The 100 month countdown

Without positive, permanent action taken RIGHT NOW, the latest estimates say we have 8 years and 4 months before climate change has reached an unstoppable point of build-up. And while the first thought of many is undoubtedly that the naysayers are on their soapboxes again, let’s point out that the report released today in The Guardian, a UK newspaper, says these numbers are based on the conservative outlook.

You see, the problem is that what we do today doesn’t have an affect for many years. Exactly how many years it takes for today’s carbon emissions to reach their full impact is under question, but the optimistic voices say 5 years, while the pessimistic ones say it could be as much as 20. The reason 5 years is the positive outlook is that until the emissions that are being released as I type have had their full impact, any reductions that are made tomorrow won’t begin to make a difference. If it requires two decades for today’s emissions to reach their full impact, then there is absolutely nothing that can be done to stop the buildup from 1988 through 2008, and we are, quite literally, in a world of hurt. On the other hand, if the maximum is only a 5 year waiting period, then by 2013 the efforts that are now underway may begin to reduce the catastrophic effects of buildup.

Climate change - If the Oceans Rise

Aside from the United States’ Bush administration, there is no longer any doubt that climate change is happening, and that it is being sped along by the human population. The polar ice caps are definitely melting, the coasts of countries all over the world are certainly being eroded at geologically breakneck speeds, and water shortages are without question affecting regions which have never in recorded history felt such shortages. These are not opinions, they are well documented facts that can be seen in great detail by following the links included in this article.

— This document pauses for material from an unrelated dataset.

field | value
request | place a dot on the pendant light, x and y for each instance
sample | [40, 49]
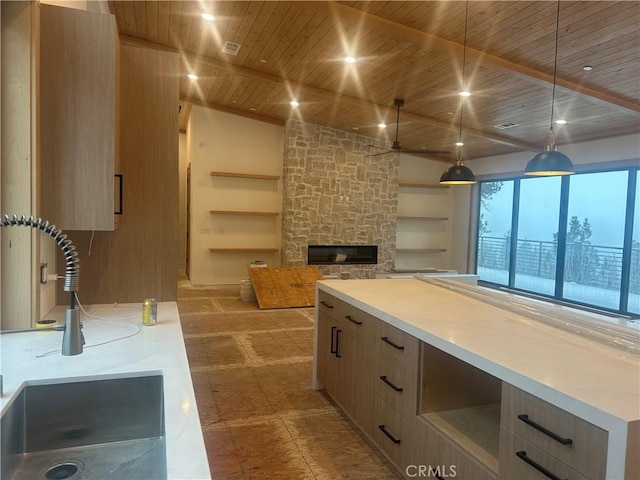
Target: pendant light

Oddly, the 100 months countdown isn’t even a new number. In the early 1990’s U.S. Newspapers ran a series of syndicated articles on climate change, and estimated that irreparable damage would be attained in no more than 20 years. Those estimates were based on the best climate research available at the time, and here it is backed up, just over 10 years later, by climate research that has made tremendous amounts of progress in recent years. The only thing that has changed, it seems, is that humanity has allowed half the time they had to fix the problem slip away without any sort of positive action. It seems that the general public just doesn’t care about what will happen in the future.

Climate change - Armageddon or Apocalypse

As an example, take my roommate. He has 3 computers, all of which run most of every day, and only one is actually used for any real computing. Another one is used exclusively to monitor incoming telephone calls with a program that could run in the background on even an old 386 machine. He is infuriated that I explain it’s important to use water efficiently. “This is Florida,” he says, “there’s water everywhere.” That he can say this while ignoring his three computers and sitting in front of a television news program discussing the prolonged drought in south Florida is nothing short of amazing, but he is the rule, not the exception.

The question is, what will you do with the 8 years that are left for your way of life? Will you bother to fix the leaky faucets, or reduce your power consumption? Or will you decide that someone else will solve the problem, and that anything you can do as an individual makes no difference? Every single one of us has just been informed that we have 8 years to make drastic changes in our way of life, or climate change will take that way of life from us. What we do with that time will be the definition of our species. As I complete this article, the countdown clock says 70,481 hours remain.